La photographie anthropomorphique a été le fer de lance de la police scientifique à la fin du XIXe siècle. Elle a permis de ficher et de classer les criminels. À la Salpêtrière, elle a servi de sujet d’étude pour analyser l’hystérie. La science, à travers la physiognomonie, a tenté de lire les pensées secrètes de l’homme en étudiant les traits de son visage. La photographie, dans les deux cas, s’est révélée insuffisante, a été mal employée, et la rigueur scientifique est vite devenue un syllogisme spécieux. L’image comme la photographie sont à mettre en doute, sont à interroger, il faut éviter toute croyance.
Face à l’image, il faut être méfiant. La photographie n’est pas vérité. Elle n’est pas une preuve, elle est tout au plus un indice, une piste possible. Sophie Calle poursuit sans doute cette voie qui consiste à regarder les choses et les gens en fermant les yeux. Par son dispositif astucieux de vis-à -vis, elle met en joue plus qu’elle ne pointe son objectif.
D’un côté, des ex-voto mutilés et de l’autre, des criminels aux yeux bandés et aux visages criblés de balles, qui donnent l’impression de se retrouver au milieu d’un peloton d’exécution ! Mais le dispositif fonctionne dans les deux sens, car les bourreaux vont devenir des victimes. Les gangsters américains vont se retrouver dans la peau des martyres. Leur image est souillée, leur humanité refusée. Qu’ils soient en prison, en liberté ou condamnés à la peine capitale, leur dignité est atteinte, ils deviennent grotesques.

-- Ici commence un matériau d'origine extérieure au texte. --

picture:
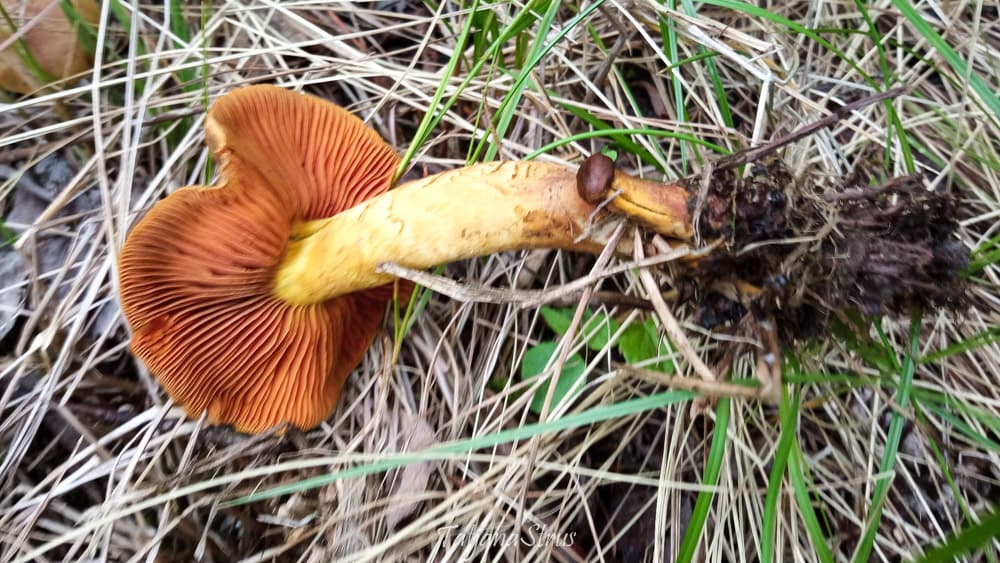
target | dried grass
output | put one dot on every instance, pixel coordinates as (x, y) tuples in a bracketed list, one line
[(96, 464)]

Devant l’image, tout regard est braqué face à l’histoire. L’image travaille la mémoire et ici, on ne peut s’empêcher de penser que les coups portés contre les statues seront les balles que recevront les Républicains espagnols.
L’absence de regard, paradoxalement, évoque des visages et des souffrances passés. Les clichés nous montrent un hors champ qui nous hante. Le hors-cadre nous plonge dans le champ de bataille de la guerre civile espagnole. L’année dernière, Patrick Tosani intitulait sa série « Regards » : des enfants nous fixaient, mais rien ne nous retenait à eux ; il y avait une absence de regard. Ici, c’est tout l’inverse. Le spectateur est scruté et comme jugé par ces regards en bandeau.
À l’heure où la télévision mosaïque et floute tous ses reportages, il est intéressant de montrer que le monde de l’art, pour des raisons analogues, censurent ces photographies pour respecter le droit à l’image. Mais le résultat est heureux, car la feuille de calque posée sur les yeux des criminels donne plus de poids à ces visages frappées du sceau de l’infamie.
Sophie Calle
— Série « Cœur de cible », 2003. Huit photos couleur.
— Série « Statues ennemies », 2003. Huit photos noir et blanc : Tranché à la hache, Christ défiguré, Retable fusillé, Saint aveugle, Vierge mutilée au marteau, Vierge aveuglée.